Am 10. April erreichten Truppen der 84th Infantry Division der US Army
Hannover und besetzten die Stadt. Damit endete auch für Misburg der Krieg.
Ab 1945:
Da die Gegend in der britischen Besatzungszone lag, übernahm kurz nach
Kriegsende die British Army vereinbarungsgemäß die Verwaltung. In der
Nebenmuna Hannover mußten zunächst die militärischen Einlagerungen,
insbesondere vorhandene Munitionsbestände, abtransportiert werden.

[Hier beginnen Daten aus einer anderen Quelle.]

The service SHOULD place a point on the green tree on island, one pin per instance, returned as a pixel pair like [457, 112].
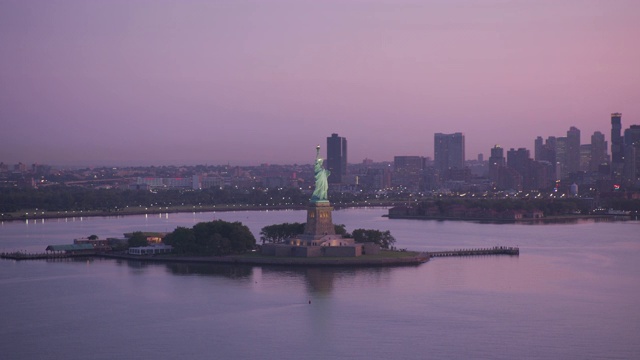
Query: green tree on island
[382, 238]
[214, 238]
[278, 233]
[137, 239]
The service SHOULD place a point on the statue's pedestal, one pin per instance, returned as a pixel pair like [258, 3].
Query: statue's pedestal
[319, 222]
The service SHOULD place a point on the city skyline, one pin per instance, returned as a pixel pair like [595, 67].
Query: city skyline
[170, 83]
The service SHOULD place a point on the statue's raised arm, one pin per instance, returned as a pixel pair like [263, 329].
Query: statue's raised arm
[321, 175]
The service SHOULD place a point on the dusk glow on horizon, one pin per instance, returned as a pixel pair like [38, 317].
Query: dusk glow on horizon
[133, 82]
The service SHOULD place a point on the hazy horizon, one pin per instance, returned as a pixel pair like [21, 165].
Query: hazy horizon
[248, 82]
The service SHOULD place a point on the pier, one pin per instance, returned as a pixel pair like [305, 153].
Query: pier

Viele Hannoveraner hatten als Folge der Bombenangriffe ihr
Obdach verloren. Außerdem erfolgte in der ersten Nachkriegszeit ein starker
Zustrom von Heimatvertriebenen aus den ehemals deutschen Ostgebieten
nach Westdeutschland. Das führte hier zu einem gravierenden Mangel an
Wohnraum. Man zog nun alle verfügbaren Bauten für die Unterbringung von
Flüchtlingen heran. Dabei wurden schon bald auch die Gebäude im hiesigen
Munitionsdepot entsprechend belegt. Die Innenräume der Munitionshäuser
trennte man mit Zwischenwänden auf mehrere Wohnungen auf, um in beengten
Verhältnissen Familien provisorisch einquartieren zu können. Die frühere
Nebenmuna ist zu der Zeit als Flüchtlingslager Misburg bezeichnet worden.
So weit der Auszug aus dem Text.